PhD Seminar • Artificial Intelligence | Machine Learning • Decoupling Extrinsic and Intrinsic Drives: Flexible Exploration versus Exploitation

Friday, January 30, 2026 1:30 pm - 2:30 pm EST (GMT -05:00)

Please note: This PhD seminar will take place in DC 2314 and online.

Junteng Zheng, PhD candidate
David R. Cheriton School of Computer Science

Supervisor: Professor Jeff Orchard

A persistent challenge in reinforcement learning is getting an agent to explore intelligently when external rewards are rare — like trying to learn in the dark with only occasional hints. Intrinsic reward is one of the most popular ways to give an AI “curiosity” and push it to discover useful behaviors in sparse-reward settings, but many existing approaches still struggle with efficiency and with balancing exploration and exploitation.

In this seminar, I will present an alternative mechanism for leveraging intrinsic motivation that avoids directly combining intrinsic and extrinsic rewards, called Decoupled Intrinsic–Extrinsic Control (DIEC). We model a single agent as two decision-making subsystems with distinct objectives: one optimized solely for extrinsic, task-specific rewards, and the other driven exclusively by intrinsic motivation.

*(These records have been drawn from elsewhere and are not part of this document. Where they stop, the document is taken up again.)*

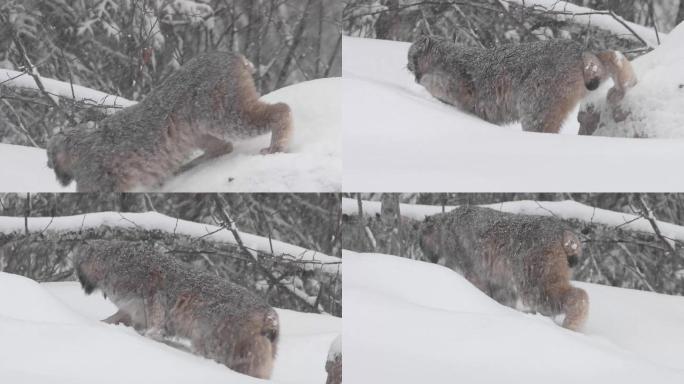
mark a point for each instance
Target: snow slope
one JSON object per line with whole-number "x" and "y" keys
{"x": 313, "y": 164}
{"x": 51, "y": 333}
{"x": 398, "y": 138}
{"x": 413, "y": 322}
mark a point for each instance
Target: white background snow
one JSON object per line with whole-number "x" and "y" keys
{"x": 398, "y": 138}
{"x": 313, "y": 164}
{"x": 412, "y": 322}
{"x": 51, "y": 333}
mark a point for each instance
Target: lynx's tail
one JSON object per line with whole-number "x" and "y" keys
{"x": 597, "y": 68}
{"x": 271, "y": 329}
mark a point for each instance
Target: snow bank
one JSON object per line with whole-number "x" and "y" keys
{"x": 413, "y": 322}
{"x": 582, "y": 15}
{"x": 397, "y": 137}
{"x": 51, "y": 333}
{"x": 313, "y": 164}
{"x": 63, "y": 89}
{"x": 656, "y": 103}
{"x": 562, "y": 209}
{"x": 157, "y": 221}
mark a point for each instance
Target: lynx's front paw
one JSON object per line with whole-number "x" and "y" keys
{"x": 271, "y": 150}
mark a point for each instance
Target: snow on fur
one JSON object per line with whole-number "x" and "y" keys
{"x": 413, "y": 322}
{"x": 562, "y": 209}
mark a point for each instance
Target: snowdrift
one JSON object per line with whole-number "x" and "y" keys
{"x": 52, "y": 333}
{"x": 314, "y": 163}
{"x": 413, "y": 322}
{"x": 157, "y": 221}
{"x": 398, "y": 138}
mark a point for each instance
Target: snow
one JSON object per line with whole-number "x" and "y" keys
{"x": 656, "y": 103}
{"x": 51, "y": 333}
{"x": 313, "y": 163}
{"x": 605, "y": 22}
{"x": 567, "y": 210}
{"x": 408, "y": 321}
{"x": 157, "y": 221}
{"x": 397, "y": 137}
{"x": 17, "y": 79}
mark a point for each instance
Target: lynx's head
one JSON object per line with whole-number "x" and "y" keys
{"x": 422, "y": 53}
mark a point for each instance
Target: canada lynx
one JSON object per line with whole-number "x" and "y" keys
{"x": 164, "y": 298}
{"x": 536, "y": 83}
{"x": 520, "y": 261}
{"x": 209, "y": 101}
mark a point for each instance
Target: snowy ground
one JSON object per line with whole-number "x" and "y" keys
{"x": 567, "y": 210}
{"x": 313, "y": 164}
{"x": 413, "y": 322}
{"x": 51, "y": 334}
{"x": 398, "y": 138}
{"x": 656, "y": 103}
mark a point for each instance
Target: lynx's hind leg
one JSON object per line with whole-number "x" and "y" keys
{"x": 120, "y": 317}
{"x": 576, "y": 308}
{"x": 547, "y": 114}
{"x": 609, "y": 63}
{"x": 279, "y": 119}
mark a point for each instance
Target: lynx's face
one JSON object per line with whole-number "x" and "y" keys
{"x": 418, "y": 56}
{"x": 59, "y": 160}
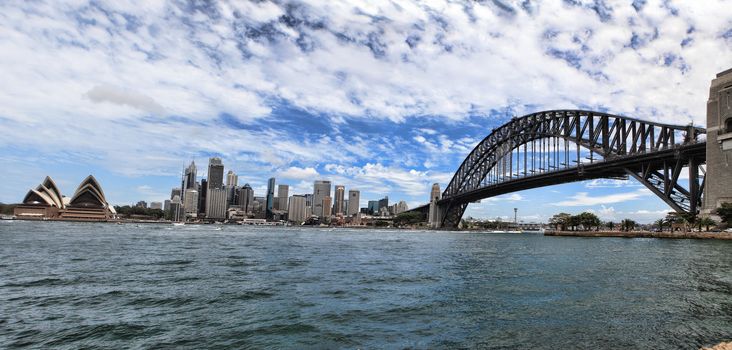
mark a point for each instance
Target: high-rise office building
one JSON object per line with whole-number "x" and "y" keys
{"x": 216, "y": 199}
{"x": 339, "y": 205}
{"x": 215, "y": 173}
{"x": 176, "y": 192}
{"x": 175, "y": 209}
{"x": 231, "y": 179}
{"x": 296, "y": 210}
{"x": 321, "y": 189}
{"x": 190, "y": 205}
{"x": 354, "y": 196}
{"x": 260, "y": 207}
{"x": 203, "y": 189}
{"x": 399, "y": 208}
{"x": 216, "y": 193}
{"x": 282, "y": 192}
{"x": 189, "y": 178}
{"x": 373, "y": 207}
{"x": 270, "y": 198}
{"x": 384, "y": 202}
{"x": 246, "y": 199}
{"x": 231, "y": 185}
{"x": 327, "y": 206}
{"x": 309, "y": 200}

Because these subsystems may advocate different actions, we reconcile them through a voting-based action selection mechanism. This design allows curiosity to influence behavior at the decision-making level rather than through reward shaping, providing a simple and principled framework for integrating intrinsic motivation into reinforcement learning. Empirical results demonstrate improved efficiency and effectiveness, and more reliable handling of the exploration–exploitation trade-off.


To attend this PhD seminar in person, please go to DC 2314. You can also attend virtually on Zoom.